Despite the ease of generating linear and steady gradients, one intrigue of flow-based microfluidic devices is that the cells are under the effect of flows. Theoretical researchers had started to explore the behavior of chemotaxis in shear flows before the broad usage of microfluidic devices. Among the increasingly complex models of fluidic motion and bacterial behavior, one of the most essential components is the concept of Jefferey's orbits, which is a model that describes how ellipsoidal objects, such as Escherichia coli, move in a shear flow.²⁵

In 2000, Bearon and Pedley published one of the most extensive models to date of E. coli chemotaxis in a shear flow.²⁶ This paper sought to address the effects that shear has on a bacterial body by incorporating not only translation due to flow, but also the impact of shear on the rotation of the cells, which is also essential to chemotaxis. They proposed two approaches to modeling the distribution of bacteria in solution flowing through a microchannel with a chemoattractant gradient; one method utilized differential equations to determine the density of bacteria with a specific swimming direction, while the other method utilized a more traditional probabilistic random walk approach, and the paper provided the framework for more specific mathematical models that would follow.

In 2008, Locsei and Pedley followed up with a report that built on this previous work and assessed some of the experimental considerations these models demonstrated for E. coli in a chemoattractant gradient.²⁷ The most significant finding of this work is that shear disrupts chemotaxis, and shear rateing higher than 2 s⁻¹ render chemotaxis ineffective or negative, as illustrated in Figure 3. An additional finding of this paper indicated that a more elongated body shape such as E. coli is advantageous in performing chemotaxis in a shear flow. As shown in Figure 3, the higher the slenderness ratio, defined as the ratio of the major to the minor axis, the less chance for a cell to experience negative chemotactic drift velocity.

FIG. 3.

Chemotactic drift velocity (υ_d), divided by a normalizing factor (ευ_s), as a function of the shear parameter (Ω, s⁻¹). The shear parameter (Ω) is the shear rate ($\dot{\gamma }$) divided by two. The different curves correspond to different slenderness ratios (the ratio of the major to minor axis), where the solid line is for slenderness ratio = 1 (a sphere), the dashed line is for slenderness ratio = 4, the dotted line is for slenderness ratio = 9 (approximated as fitting E. coli), and the dot-dashed line is for slenderness ratio = 15. Reprinted with permission from J. T. Locsei and T. J. Pedley, Bull. Math. Biol. 71(5), 1089–1116 (2009). Copyright 2009 American Society for Microbiology.²⁷

To put this effect of shear on chemotaxis into content, we have calculated the shear parameters of the previously discussed experiments as shown in Table I. Calculation of the apparent shear rates of the flow with the height H much less than width W (w/H ≥ 20) was derived by Son²⁸ with the following form:

$${\dot{\gamma }}_{\mathrm{H}}=\frac{6\mathrm{Q}}{{\text{WH}}^2},$$ (1)
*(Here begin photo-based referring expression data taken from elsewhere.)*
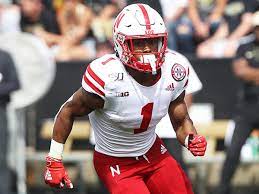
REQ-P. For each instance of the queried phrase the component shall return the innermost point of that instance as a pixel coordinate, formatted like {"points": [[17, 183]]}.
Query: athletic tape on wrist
{"points": [[56, 149], [186, 141]]}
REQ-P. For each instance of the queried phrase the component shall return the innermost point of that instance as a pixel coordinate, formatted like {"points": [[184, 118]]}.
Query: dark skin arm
{"points": [[245, 72], [180, 119], [82, 103]]}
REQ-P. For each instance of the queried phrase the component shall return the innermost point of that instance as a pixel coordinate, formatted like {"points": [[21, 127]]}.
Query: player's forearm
{"points": [[184, 129], [62, 126]]}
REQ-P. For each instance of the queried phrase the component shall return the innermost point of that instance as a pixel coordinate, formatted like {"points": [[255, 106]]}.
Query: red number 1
{"points": [[147, 114]]}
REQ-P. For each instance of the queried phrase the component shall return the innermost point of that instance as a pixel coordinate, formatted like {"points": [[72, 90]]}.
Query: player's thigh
{"points": [[120, 178], [129, 186], [169, 179], [120, 184]]}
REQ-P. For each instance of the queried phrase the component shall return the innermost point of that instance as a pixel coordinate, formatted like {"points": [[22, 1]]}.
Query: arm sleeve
{"points": [[93, 80], [10, 80], [194, 84], [182, 84]]}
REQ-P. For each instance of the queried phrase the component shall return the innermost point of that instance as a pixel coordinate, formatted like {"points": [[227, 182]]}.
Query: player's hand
{"points": [[197, 144], [55, 174]]}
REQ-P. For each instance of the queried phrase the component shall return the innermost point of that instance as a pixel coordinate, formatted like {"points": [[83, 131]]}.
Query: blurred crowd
{"points": [[82, 29]]}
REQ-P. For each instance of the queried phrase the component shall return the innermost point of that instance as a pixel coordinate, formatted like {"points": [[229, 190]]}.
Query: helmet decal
{"points": [[140, 22], [178, 72], [146, 17]]}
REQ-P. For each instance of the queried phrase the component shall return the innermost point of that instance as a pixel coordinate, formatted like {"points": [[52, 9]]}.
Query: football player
{"points": [[125, 95]]}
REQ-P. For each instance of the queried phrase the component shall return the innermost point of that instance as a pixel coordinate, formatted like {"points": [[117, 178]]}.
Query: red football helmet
{"points": [[138, 24]]}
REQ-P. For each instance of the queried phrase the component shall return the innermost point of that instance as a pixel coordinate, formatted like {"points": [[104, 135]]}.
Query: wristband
{"points": [[56, 149], [187, 140]]}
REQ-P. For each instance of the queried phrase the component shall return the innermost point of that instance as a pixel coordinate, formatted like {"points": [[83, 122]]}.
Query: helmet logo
{"points": [[178, 72], [149, 31]]}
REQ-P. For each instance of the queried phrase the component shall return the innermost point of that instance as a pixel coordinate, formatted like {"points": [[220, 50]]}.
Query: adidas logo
{"points": [[48, 176], [170, 87], [163, 149]]}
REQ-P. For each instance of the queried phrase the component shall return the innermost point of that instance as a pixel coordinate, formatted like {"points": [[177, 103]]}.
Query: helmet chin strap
{"points": [[151, 59]]}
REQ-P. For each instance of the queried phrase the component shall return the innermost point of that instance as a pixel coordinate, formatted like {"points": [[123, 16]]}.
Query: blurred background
{"points": [[50, 43]]}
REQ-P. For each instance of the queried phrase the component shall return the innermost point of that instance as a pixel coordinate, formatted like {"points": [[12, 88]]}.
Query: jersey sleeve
{"points": [[194, 83], [93, 80], [180, 72]]}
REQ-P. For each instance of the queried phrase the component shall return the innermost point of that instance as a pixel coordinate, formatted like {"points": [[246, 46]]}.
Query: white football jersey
{"points": [[164, 128], [125, 127]]}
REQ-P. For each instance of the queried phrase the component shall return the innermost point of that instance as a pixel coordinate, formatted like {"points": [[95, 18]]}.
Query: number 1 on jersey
{"points": [[146, 111]]}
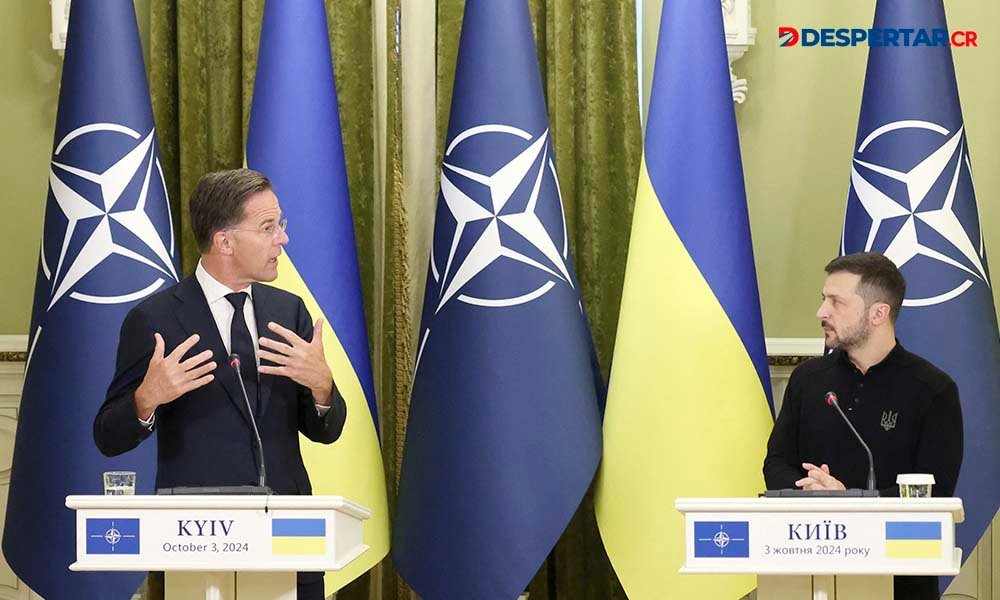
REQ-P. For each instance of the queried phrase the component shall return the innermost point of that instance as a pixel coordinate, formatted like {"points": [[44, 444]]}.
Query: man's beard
{"points": [[855, 337]]}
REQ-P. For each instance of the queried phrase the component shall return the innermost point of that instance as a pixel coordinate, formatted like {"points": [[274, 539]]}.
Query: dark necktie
{"points": [[242, 344]]}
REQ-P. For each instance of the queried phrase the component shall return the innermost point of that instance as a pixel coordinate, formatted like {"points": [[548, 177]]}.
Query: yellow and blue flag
{"points": [[298, 536], [913, 199], [107, 243], [912, 539], [294, 139], [504, 429], [688, 409]]}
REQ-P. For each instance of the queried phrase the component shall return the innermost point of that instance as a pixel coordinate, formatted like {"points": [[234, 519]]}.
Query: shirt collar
{"points": [[212, 288], [895, 355]]}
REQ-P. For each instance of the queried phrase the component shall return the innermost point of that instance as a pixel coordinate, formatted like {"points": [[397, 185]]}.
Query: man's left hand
{"points": [[301, 361], [819, 478]]}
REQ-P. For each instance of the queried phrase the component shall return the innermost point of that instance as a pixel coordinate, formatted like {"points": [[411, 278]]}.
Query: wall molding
{"points": [[794, 346], [13, 347]]}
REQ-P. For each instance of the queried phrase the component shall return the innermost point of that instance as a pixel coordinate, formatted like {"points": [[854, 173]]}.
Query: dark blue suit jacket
{"points": [[205, 438]]}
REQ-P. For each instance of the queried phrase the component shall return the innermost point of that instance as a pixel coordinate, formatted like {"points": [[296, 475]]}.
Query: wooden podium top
{"points": [[273, 501], [823, 505]]}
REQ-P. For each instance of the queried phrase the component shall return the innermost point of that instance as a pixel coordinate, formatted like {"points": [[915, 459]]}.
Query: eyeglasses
{"points": [[272, 230]]}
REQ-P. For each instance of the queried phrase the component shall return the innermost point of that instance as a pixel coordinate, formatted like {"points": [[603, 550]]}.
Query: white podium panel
{"points": [[837, 547], [201, 541]]}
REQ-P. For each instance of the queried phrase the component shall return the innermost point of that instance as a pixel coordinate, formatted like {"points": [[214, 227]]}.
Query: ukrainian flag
{"points": [[688, 405], [294, 138], [912, 539], [298, 536]]}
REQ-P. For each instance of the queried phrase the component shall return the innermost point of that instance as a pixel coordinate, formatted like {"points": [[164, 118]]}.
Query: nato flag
{"points": [[912, 199], [107, 243], [504, 428]]}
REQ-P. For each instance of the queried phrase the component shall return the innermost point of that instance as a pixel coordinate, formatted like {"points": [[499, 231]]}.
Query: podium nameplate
{"points": [[216, 533], [870, 536]]}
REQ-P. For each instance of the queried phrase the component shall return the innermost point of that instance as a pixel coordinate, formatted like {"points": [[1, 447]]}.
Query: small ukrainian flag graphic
{"points": [[912, 539], [298, 536]]}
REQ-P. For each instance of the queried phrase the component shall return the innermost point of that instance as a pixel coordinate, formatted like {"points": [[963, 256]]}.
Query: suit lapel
{"points": [[263, 314], [195, 317]]}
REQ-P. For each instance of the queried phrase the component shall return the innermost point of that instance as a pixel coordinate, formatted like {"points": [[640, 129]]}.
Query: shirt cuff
{"points": [[148, 424]]}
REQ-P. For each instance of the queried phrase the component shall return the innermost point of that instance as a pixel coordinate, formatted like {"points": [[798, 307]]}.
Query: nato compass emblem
{"points": [[112, 536], [507, 216], [108, 185], [914, 186]]}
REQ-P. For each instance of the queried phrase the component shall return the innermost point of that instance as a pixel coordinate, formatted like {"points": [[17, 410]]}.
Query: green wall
{"points": [[797, 131], [30, 71]]}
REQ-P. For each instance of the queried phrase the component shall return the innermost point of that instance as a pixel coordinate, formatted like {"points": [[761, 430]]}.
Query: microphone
{"points": [[831, 399], [234, 362]]}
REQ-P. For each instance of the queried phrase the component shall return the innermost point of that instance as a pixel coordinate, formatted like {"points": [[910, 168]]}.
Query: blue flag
{"points": [[504, 430], [107, 243], [912, 199], [294, 138]]}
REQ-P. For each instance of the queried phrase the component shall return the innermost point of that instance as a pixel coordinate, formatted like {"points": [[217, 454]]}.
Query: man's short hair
{"points": [[880, 281], [218, 199]]}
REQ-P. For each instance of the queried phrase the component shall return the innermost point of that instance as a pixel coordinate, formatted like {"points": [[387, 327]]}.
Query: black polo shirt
{"points": [[905, 408]]}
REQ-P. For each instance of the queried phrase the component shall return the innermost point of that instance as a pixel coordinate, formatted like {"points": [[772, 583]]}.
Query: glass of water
{"points": [[119, 483]]}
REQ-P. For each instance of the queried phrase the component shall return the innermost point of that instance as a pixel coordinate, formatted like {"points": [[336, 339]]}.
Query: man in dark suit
{"points": [[173, 374]]}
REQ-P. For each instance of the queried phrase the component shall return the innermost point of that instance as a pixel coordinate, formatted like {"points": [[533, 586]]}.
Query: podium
{"points": [[218, 547], [822, 548]]}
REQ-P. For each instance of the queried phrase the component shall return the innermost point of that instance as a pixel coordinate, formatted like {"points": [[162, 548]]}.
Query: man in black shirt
{"points": [[905, 408]]}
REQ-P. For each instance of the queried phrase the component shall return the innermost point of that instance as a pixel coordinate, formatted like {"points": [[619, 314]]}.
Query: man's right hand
{"points": [[170, 377]]}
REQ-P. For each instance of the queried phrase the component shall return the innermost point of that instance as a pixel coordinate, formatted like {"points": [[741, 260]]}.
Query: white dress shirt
{"points": [[223, 311]]}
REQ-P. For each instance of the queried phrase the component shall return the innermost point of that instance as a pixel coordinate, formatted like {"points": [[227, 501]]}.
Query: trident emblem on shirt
{"points": [[889, 419]]}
where Q is the flow rate, W and H are the width and height of the microchannel, respectively. Since the profile of shear rate is linear for parabolic distribution of flow velocity inside a microchannel, the shear parameter Ω (defined as shear rate divided by 2)²⁷ is half of the apparent shear rate at the microchannel wall, or the average shear rate in the microchannel

$$\Omega =\frac{1}{2}{\dot{\gamma }}_{\mathrm{H}}=\frac{3\mathrm{Q}}{{\text{WH}}^2}.$$ (2)

TABLE I.

Calculated shear rates based on known parameters in literature.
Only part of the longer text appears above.